Methods and approach

The study integrates critical discourse analysis with situated sociopolitical description to examine translingual practices in social media contexts. The analytical framework captures multiple dimensions of user-generated discourse, including translingual performances, multimodal compositional choices, affective markers, metapragmatic discussion of language use itself, and explicit ideological manifestations. Data analysis attends to circulating styles and stereotypes within social media discourse while maintaining attention to economic and historical contexts that shape multilingual identity formation and language ideologies. The approach situates individual communicative acts within broader structural conditions affecting language choice and stratification.

Key Findings

Analyses of social media discourse reveal complex, multifaceted translingual practices characterized by dynamic oscillation among English, Taiwan Mandarin, Japanese, and additional linguistic resources including diverse scripts, symbols, and stylistic registers.

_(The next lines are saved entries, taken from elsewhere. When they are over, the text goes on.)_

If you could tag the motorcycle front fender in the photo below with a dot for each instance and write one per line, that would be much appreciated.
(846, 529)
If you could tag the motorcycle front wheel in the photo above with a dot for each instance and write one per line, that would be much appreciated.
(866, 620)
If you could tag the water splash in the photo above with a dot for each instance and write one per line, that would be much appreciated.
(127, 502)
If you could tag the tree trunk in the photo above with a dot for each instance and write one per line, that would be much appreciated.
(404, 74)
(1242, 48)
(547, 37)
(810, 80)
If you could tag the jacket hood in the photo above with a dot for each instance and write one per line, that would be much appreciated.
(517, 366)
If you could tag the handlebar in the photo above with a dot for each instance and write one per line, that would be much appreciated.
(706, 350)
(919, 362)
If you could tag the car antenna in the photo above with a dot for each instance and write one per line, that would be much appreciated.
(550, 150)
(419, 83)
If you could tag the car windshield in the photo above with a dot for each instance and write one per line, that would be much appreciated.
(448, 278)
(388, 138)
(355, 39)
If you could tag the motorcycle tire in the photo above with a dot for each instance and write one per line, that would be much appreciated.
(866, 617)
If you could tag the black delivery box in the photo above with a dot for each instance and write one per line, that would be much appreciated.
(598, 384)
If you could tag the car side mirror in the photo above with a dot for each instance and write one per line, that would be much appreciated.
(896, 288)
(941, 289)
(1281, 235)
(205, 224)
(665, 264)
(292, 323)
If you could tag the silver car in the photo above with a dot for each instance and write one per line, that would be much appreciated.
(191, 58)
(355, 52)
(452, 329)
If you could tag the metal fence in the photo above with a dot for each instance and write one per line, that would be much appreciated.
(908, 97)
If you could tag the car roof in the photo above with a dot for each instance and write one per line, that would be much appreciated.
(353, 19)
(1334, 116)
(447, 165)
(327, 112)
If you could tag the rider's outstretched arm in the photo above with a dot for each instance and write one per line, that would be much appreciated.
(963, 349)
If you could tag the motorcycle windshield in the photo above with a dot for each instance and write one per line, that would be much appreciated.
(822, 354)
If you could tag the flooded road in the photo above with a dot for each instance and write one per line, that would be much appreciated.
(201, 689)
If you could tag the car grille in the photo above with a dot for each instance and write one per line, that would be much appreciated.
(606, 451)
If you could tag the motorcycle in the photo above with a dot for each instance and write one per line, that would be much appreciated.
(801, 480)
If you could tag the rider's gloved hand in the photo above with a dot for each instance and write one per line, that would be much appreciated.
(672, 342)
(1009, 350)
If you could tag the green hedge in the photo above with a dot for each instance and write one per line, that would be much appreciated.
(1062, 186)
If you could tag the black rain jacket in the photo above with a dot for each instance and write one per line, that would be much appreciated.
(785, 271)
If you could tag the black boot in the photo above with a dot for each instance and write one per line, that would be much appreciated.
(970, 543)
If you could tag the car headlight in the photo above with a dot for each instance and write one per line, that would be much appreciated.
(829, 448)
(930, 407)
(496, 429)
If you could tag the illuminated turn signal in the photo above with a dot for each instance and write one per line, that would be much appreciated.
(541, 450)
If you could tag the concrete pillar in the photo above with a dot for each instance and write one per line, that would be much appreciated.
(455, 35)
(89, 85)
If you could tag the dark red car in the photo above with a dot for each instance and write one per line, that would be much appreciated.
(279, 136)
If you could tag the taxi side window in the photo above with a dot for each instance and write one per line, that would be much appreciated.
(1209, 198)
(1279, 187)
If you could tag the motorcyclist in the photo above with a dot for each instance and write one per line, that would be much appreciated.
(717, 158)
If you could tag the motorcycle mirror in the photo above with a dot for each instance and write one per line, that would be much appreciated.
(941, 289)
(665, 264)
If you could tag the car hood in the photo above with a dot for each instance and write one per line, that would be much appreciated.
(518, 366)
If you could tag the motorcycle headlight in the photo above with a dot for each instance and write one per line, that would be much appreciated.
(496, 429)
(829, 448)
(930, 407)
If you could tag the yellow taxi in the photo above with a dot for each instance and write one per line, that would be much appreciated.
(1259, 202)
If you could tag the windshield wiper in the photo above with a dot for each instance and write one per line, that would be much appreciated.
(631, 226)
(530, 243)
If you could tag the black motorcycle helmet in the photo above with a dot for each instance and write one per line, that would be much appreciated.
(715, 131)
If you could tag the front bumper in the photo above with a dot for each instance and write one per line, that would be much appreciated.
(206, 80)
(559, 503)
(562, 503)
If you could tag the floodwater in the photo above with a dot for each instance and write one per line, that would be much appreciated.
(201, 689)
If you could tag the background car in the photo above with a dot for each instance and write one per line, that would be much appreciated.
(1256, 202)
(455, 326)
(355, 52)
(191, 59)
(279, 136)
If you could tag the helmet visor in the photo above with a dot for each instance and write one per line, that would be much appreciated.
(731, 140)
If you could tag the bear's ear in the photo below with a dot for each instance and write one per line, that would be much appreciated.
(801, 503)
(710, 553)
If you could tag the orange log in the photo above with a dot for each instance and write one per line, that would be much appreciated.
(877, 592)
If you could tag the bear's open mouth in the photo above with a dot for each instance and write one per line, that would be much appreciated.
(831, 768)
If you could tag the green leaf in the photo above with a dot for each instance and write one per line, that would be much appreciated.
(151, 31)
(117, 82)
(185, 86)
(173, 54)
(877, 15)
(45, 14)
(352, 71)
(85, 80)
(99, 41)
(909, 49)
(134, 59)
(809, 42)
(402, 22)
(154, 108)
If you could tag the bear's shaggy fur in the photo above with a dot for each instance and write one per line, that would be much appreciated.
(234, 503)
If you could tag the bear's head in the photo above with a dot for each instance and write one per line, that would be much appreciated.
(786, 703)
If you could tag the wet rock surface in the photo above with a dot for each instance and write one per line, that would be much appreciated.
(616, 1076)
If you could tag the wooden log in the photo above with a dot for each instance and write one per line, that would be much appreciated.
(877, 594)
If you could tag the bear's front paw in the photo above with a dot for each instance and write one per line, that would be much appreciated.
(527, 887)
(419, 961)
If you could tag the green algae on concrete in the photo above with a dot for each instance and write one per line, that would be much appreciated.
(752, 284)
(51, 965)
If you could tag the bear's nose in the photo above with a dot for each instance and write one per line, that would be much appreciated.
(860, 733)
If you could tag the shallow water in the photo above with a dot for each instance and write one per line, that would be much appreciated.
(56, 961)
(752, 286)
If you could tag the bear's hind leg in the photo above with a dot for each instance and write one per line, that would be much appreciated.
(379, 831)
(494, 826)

Translingual performances function simultaneously as demonstrations of linguistic versatility and fluidity while also reflecting neoliberal instrumentalizations of English proficiency. The data indicates differentiated outcomes: certain translingual practices align with neoliberal frameworks that stratify access and prestige along socioeconomic axes, whereas parallel practices generate critical or resistant positionings among netizens at local levels. Styles and stereotypes circulating through social media discourse become salient analytic objects for understanding how linguistic diversity intersects with power relations.

Implications

The findings illuminate how translingual practices operate as sites where neoliberal language ideologies become materially instantiated and simultaneously contested. English proficiency functions not merely as neutral communicative capacity but as a mechanism through which socioeconomic differentiation becomes linguistically encoded and socially recognized. The research demonstrates that translingual agency remains constrained and structured by asymmetric power relations, with implications for understanding inequality in workplace and civic institutional contexts.

Scope and limitations

This summary is based on the study abstract and available metadata. It does not include a full analysis of the complete paper, supplementary materials, or underlying datasets unless explicitly stated. Findings should be interpreted in the context of the original publication.

Disclosure

  • Research title: Styles and stereotypes: English and translingual practices in the neoliberal era
  • Authors: Mei-Ya Liang, Chih-Cheng Wang, Shu-Ning Lee
  • Institutions: National Central University, National Taiwan Normal University, University of Taipei
  • Publication date: 2026-03-07
  • DOI: https://doi.org/10.1515/applirev-2024-0193
  • OpenAlex record: View
  • Image credit: Photo by Lana Codes on Unsplash (SourceLicense)
  • Disclosure: This post was generated by Claude (Anthropic). The original authors did not write or review this post.